Ele parou e eu suspirei cansada de tanta correria, mas não estávamos perto da praça, estávamos perto de um poço sujo, vazio e cheio de videiras.
— Por que paramos?
— Sinto muito, Milena… — Seus traços começaram a se contorcer em uma expressão de tristeza. Aquele sorriso gentil havia desaparecido.
— Como assim “sente muito”?
— Eu sinto muito.
De novo isso.
— Ok, Heitor. Você está me assustando. Me diga o que está acontecendo aqui… — Enquanto eu exigia uma explicação, um pano envolveu a minha boca. Tentei resistir enquanto me debatia em desespero para fugir daquelas mãos que me sufocavam cada vez mais.
Os meus olhos turvos, fechavam lentamente, enquanto eu contemplava a lua cheia.
“Por que, Heitor?”
A pessoa me deixou cair no chão e se aproximou do Heitor, ela estava encapuzada.
“Eu confiei cegamente em você, Heitor…”
Mas aquela traição do Heitor não foi o que mais me deixou boquiaberta, foi, na verdade, com quem ele me traiu… Aquela voz irritante ressoava pelos meus ouvidos.
— Pronto, Gabriela. Está satisfeita?
— Sim, você fez um bom trabalho em atrair essa víbora para esse bosque.
Gabriela soltou uma risada, e continuou:
— Agora tire o celular do bolso dela e atire-a ao poço.
— Isso é cruel demais. Ela pode acabar se ferindo!
— Pouco me importa. Jogue-a logo.
— Não. Eu vou pelo menos enrolar uma corda nela e descê-la. Eu não quero ser responsável se ela se ferir gravemente.
—Tudo bem. Faça como quiser.
Apaguei.
(…)
Horas depois, acabei acordando naquele poço vazio, bem no fundo.
Ainda não me vinha a realidade do que havia acontecido. Heitor se aproveitou dos meus sentimentos para acabar comigo junto daquela ogra. Despejei lágrimas sobre aquele chão todo empoeirado, contemplando teias de aranha.
Uma luz chamou a minha atenção, era o celular que estava no meu bolso. Estava todo quebrado, mas ainda funcionava. A primeira coisa que vi foi um áudio de aproximadamente 40 segundos. Coloquei o play na gravação.
Transcrição de áudio:
“Milena, como você está? Ops, desculpa! Você provavelmente não está bem. Hahaha…! Enfim, isso é por você ter mexido comigo. Não se preocupe, você só vai passar um dia nesse poço. Você vai refletir sobre tudo que têm feito comigo. Espero que quando você sair daí, aprenda a se colocar no seu devido lugar. Tenha uma boa noite, ou seria péssima noite? Hahaha…!
tchauzinho!
“Não exagere, tenho a certeza que essa tal de Gabriela só quer sua amiga.”

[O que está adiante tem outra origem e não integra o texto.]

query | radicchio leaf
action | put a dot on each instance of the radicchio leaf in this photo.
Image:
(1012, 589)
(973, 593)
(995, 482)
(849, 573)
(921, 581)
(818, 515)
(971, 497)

— Pai… você estava errado… — Cerrei os punhos enquanto franzia o cenho.— Gabriela é inimiga! E o Heitor também!
Direcionei os meus olhos para aquela lua cheia, enquanto despejava lágrimas de dor.
— Não vou esquecer isso! — Bati o punho naquele chão empoeirado. — Não vou mesmo!
Anunciando: <<Condições cumpridas para a invocação>>
— O que?
Anunciando: <<Você foi escolhida como a sétima guerreira de Evelgrand>>
“Uma voz robótica?
O que está acontecendo comigo?
Sétima guerreira…?”
Os meus olhos se fecharam, contemplando por último aquela lua brilhante.